A Different Perspective

While the broader market lost about 8.9% in the twelve months, Schroders shareholders did even worse, losing 30% (even including dividends). However, it could simply be that the share price has been impacted by broader market jitters. It might be worth keeping an eye on the fundamentals, in case there's a good opportunity. Unfortunately, last year's performance may indicate unresolved challenges, given that it was worse than the annualised loss of 3% over the last half decade. Generally speaking long term share price weakness can be a bad sign, though contrarian investors might want to research the stock in hope of a turnaround. Importantly, we haven't analysed Schroders' dividend history. This free visual report on its dividends is a must-read if you're thinking of buying.

Of course Schroders may not be the best stock to buy.
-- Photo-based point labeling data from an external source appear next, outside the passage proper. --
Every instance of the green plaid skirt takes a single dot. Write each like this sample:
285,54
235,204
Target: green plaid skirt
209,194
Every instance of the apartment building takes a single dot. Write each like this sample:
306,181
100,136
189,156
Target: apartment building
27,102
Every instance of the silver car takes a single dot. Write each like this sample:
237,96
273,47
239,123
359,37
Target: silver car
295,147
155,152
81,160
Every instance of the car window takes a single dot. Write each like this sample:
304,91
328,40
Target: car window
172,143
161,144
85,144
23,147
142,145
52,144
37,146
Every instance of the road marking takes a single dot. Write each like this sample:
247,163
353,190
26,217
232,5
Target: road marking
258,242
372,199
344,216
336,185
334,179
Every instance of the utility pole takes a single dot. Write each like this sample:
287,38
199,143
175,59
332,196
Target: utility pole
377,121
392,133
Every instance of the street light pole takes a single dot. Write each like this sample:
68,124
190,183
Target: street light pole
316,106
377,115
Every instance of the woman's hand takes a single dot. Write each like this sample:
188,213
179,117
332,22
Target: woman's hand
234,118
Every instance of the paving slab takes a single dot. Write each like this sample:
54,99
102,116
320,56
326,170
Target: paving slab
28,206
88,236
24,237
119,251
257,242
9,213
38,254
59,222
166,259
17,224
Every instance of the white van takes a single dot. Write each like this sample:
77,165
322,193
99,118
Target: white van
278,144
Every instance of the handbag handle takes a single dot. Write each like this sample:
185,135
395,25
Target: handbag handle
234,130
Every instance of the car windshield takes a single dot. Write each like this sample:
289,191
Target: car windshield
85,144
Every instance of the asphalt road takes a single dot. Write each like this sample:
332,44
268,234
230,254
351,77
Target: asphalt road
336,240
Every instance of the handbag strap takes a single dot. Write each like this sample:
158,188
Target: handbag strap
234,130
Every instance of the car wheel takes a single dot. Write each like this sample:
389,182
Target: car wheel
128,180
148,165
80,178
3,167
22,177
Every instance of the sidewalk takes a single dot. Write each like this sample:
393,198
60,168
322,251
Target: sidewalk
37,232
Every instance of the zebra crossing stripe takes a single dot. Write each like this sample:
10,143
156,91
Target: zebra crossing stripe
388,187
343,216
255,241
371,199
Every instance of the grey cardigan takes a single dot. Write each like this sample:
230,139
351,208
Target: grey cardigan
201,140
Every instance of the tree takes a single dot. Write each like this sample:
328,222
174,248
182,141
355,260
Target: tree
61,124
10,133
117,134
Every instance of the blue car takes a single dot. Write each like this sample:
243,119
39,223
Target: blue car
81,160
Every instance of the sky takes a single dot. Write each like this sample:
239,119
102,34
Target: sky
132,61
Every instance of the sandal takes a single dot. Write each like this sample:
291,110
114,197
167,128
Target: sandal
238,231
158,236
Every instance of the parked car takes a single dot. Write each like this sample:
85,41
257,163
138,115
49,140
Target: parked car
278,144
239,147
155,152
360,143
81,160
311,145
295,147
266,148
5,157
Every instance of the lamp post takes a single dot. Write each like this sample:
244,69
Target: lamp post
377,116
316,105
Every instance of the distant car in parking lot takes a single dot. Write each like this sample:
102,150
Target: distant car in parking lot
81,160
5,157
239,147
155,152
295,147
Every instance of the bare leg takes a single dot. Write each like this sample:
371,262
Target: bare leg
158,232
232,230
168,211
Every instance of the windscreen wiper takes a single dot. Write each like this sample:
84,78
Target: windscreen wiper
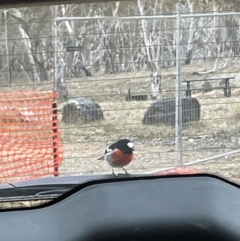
43,188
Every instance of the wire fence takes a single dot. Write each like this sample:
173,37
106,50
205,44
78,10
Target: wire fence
109,72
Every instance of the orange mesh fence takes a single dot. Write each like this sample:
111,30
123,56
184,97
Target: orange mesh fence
30,141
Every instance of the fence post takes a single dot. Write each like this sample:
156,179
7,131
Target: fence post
178,94
55,130
55,46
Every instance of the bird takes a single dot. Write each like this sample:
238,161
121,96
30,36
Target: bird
119,154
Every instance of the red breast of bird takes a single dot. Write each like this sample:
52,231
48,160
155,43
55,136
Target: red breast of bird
120,153
117,158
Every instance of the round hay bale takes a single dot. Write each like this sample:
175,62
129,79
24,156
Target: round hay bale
163,111
81,110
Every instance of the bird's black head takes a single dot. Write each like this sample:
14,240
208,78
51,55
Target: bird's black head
125,145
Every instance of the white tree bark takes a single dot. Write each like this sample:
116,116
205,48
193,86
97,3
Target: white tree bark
15,13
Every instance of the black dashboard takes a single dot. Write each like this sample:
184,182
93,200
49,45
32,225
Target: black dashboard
177,208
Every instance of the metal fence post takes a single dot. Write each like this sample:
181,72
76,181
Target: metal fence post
178,93
55,47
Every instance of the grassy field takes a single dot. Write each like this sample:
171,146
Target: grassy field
217,132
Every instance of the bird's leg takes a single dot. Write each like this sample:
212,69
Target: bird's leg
125,171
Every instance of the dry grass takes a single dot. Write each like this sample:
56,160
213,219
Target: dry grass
84,143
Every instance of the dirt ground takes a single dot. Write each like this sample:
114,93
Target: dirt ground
217,131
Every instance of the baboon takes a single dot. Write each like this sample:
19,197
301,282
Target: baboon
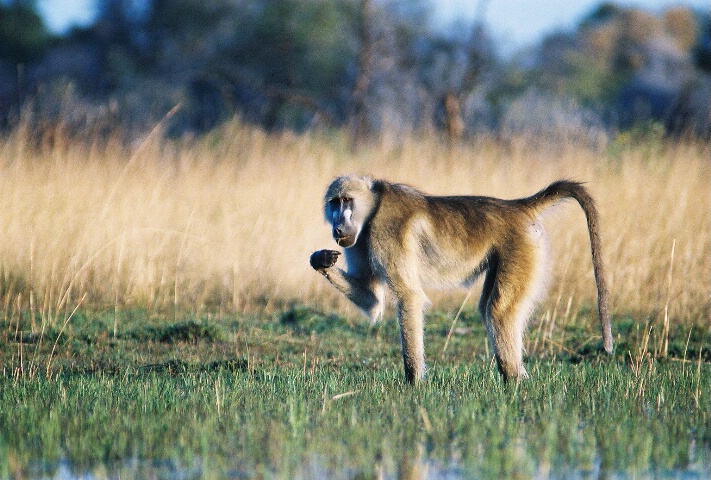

So you may wish to see this free collection of growth stocks.

Please note, the market returns quoted in this article reflect the market weighted average returns of stocks that currently trade on GB exchanges.

Have feedback on this article? Concerned about the content? Get in touch with us directly. Alternatively, email editorial-team (at) simplywallst.com.

This article by Simply Wall St is general in nature. We provide commentary based on historical data and analyst forecasts only using an unbiased methodology and our articles are not intended to be financial advice. It does not constitute a recommendation to buy or sell any stock, and does not take account of your objectives, or your financial situation. We aim to bring you long-term focused analysis driven by fundamental data. Note that our analysis may not factor in the latest price-sensitive company announcements or qualitative material. Simply Wall St has no position in any stocks mentioned.